U.S. regulators have approved a blood test to check for elevated blood levels of galectin-3. It has only been approved for heart failure.

But Isaac Eliaz, who supplements his medical training with alternative therapies, predicts the galectin-3 test will soon be used by doctors as frequently as a routine test that checks for levels of c-reactive protein, a marker for inflammation.

Eliaz believes the galectin-3 test will warn physicians of serious health problems brewing in their patients years before they develop.

“You can see galectin-3 [levels] high in patients who are completely healthy, but you know that it is a time bomb," said Eliaz. "And if you watch them for a few years, if you do not take care of them, they will start showing up with rising with c-reactive protein and serious illnesses.”
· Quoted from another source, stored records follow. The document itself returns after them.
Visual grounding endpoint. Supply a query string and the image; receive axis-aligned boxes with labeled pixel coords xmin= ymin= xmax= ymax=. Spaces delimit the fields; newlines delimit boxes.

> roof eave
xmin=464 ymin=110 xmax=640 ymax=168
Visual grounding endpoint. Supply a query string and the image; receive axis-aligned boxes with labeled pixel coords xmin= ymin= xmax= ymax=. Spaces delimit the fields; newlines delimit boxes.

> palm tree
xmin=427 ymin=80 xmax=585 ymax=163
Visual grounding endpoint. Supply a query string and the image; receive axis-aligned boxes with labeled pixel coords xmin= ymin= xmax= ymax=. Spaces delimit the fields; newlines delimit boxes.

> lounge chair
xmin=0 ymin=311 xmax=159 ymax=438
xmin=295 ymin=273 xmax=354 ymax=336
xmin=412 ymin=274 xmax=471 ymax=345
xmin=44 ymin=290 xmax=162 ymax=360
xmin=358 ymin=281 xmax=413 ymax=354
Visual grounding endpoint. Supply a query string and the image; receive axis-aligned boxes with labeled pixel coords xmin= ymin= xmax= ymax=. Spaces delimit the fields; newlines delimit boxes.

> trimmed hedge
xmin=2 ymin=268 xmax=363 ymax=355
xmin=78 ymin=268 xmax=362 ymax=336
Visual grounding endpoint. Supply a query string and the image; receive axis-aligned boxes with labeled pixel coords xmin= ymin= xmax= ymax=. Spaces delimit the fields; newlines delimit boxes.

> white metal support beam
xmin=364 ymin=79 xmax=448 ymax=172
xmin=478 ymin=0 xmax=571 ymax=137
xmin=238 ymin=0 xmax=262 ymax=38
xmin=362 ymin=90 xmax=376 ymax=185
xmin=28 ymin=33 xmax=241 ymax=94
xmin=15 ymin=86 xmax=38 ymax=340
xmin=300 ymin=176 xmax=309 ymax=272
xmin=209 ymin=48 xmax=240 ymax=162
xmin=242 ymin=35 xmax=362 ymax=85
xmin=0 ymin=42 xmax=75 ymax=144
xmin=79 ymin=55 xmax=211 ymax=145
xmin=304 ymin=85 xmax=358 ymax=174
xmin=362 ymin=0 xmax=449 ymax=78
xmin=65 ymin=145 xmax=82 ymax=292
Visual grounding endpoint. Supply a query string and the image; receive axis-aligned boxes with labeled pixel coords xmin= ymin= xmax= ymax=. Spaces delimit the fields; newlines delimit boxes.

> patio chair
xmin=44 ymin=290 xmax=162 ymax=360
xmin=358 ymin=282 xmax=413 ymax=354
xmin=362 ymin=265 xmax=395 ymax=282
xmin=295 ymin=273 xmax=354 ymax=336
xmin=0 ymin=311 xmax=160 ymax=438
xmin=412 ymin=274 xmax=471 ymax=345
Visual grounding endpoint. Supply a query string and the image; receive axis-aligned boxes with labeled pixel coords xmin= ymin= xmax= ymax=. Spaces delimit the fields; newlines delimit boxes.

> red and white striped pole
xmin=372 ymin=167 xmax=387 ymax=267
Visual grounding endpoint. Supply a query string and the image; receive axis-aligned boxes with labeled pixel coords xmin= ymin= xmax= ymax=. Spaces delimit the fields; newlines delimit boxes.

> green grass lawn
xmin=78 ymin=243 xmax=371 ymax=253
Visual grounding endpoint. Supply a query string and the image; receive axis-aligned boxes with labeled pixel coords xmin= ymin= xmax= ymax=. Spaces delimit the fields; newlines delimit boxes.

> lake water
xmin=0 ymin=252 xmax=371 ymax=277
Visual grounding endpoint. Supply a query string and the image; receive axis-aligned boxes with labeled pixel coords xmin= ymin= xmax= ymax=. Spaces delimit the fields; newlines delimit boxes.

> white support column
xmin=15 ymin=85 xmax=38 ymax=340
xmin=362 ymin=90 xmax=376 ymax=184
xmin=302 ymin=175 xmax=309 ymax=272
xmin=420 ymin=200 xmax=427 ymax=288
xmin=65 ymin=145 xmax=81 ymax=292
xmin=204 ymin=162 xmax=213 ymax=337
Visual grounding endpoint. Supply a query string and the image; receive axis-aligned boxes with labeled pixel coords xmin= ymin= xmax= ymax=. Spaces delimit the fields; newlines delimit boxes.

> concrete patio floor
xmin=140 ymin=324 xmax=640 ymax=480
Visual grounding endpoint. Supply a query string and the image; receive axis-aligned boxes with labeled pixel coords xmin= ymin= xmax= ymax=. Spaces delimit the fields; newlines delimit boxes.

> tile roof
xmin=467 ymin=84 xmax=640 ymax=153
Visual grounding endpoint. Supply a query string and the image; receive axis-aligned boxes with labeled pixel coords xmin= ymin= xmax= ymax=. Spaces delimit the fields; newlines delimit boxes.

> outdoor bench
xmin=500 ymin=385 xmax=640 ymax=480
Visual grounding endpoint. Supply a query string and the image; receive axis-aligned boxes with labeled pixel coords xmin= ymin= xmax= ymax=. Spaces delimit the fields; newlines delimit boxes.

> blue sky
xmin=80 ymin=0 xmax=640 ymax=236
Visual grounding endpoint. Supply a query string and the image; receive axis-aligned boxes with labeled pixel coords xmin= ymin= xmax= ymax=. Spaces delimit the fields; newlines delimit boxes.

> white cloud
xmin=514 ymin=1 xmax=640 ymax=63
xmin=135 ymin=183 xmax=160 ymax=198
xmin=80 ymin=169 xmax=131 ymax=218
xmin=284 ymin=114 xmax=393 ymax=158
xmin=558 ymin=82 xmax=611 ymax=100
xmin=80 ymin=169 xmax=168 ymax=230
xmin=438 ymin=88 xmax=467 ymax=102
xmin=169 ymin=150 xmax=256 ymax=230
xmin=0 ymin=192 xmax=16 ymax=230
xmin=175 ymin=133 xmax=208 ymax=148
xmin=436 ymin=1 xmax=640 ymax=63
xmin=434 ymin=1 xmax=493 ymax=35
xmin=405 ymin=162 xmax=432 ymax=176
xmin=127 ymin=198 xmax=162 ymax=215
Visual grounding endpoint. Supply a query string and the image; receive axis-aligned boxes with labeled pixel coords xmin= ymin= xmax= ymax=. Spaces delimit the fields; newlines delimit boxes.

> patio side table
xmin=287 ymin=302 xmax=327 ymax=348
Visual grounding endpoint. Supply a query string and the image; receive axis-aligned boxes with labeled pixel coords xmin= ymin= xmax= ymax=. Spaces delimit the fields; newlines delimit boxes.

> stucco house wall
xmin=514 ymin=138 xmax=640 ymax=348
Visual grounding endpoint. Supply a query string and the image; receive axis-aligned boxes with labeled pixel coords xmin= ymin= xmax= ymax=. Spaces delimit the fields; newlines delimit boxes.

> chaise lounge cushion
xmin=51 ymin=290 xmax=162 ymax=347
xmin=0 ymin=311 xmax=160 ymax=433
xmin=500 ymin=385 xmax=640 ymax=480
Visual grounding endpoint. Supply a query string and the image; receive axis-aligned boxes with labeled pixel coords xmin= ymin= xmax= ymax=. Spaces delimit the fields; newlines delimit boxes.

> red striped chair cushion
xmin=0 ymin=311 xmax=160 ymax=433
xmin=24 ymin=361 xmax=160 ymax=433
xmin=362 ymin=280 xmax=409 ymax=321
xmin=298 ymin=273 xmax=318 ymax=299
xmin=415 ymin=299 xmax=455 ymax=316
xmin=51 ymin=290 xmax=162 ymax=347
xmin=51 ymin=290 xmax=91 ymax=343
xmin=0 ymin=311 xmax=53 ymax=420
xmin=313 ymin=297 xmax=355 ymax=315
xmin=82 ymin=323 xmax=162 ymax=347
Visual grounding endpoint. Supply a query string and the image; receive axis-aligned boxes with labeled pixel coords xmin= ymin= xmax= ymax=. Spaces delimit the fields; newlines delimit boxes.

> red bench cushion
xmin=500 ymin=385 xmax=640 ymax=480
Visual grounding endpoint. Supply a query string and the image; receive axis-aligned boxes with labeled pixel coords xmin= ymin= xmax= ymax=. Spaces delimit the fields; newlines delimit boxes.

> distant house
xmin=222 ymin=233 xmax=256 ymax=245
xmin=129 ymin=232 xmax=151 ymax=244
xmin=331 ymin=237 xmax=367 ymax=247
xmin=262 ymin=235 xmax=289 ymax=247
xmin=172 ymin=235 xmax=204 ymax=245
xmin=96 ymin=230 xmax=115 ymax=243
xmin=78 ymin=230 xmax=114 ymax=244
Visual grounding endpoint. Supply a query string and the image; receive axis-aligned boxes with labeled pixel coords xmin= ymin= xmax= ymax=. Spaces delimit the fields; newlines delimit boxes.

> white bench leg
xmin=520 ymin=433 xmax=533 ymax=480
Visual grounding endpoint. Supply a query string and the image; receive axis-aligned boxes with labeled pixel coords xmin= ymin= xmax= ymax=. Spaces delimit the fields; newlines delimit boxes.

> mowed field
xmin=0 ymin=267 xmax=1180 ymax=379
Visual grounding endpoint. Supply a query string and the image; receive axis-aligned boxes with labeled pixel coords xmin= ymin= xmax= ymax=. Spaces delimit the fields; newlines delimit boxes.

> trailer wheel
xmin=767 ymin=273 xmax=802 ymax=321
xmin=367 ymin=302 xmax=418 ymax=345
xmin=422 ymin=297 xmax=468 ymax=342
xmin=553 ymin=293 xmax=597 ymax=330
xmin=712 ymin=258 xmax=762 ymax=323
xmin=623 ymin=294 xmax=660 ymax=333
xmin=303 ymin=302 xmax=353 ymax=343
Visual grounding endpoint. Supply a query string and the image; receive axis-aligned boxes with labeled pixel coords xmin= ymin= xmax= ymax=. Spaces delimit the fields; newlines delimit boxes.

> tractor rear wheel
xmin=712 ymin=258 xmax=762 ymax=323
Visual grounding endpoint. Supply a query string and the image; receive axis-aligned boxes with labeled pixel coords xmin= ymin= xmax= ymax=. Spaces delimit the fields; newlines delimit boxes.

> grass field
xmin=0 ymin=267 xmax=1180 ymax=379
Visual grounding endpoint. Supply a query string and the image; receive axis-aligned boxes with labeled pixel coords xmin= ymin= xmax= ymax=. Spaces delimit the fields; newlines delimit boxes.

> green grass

Studies have shown that galectin-3 can promote cancer development and growth by helping cancerous cells create colonies or tumors.

The protein, Eliaz explains, leads to angiogenesis, the formation of new blood vessels that feed the original cancer colony and allow it to spread.

But there is a compound that can block the effects of galectin-3 and improve treatment of cancer and other chronic diseases, according to Eliaz. It is the tough pulp inside orange rinds and other citrus fruit called citrus pectin.

While the pectin molecules are too large to be absorbed by the body and are normally eliminated through the digestive tract, Eliaz says a modified form of the pectin can be absorbed, limiting the harmful effects of galectin-3.

“So if you can block galectin-3, you are taking away this inflammatory marker," Eliaz noted. "If you can prevent the scarring of the tissue, you are preventing aging, definitely.”

He says, if taken as part of a healthy lifestyle, the modified pectin will help prevent many diseases of aging, as well as cancer and heart disease, and improve cancer treatment.

Modified pectin is available as a supplement at health food stores.

Isaac Eliaz’s comments were made at the American Chemical Society meeting in Philadelphia, Pennsylvania.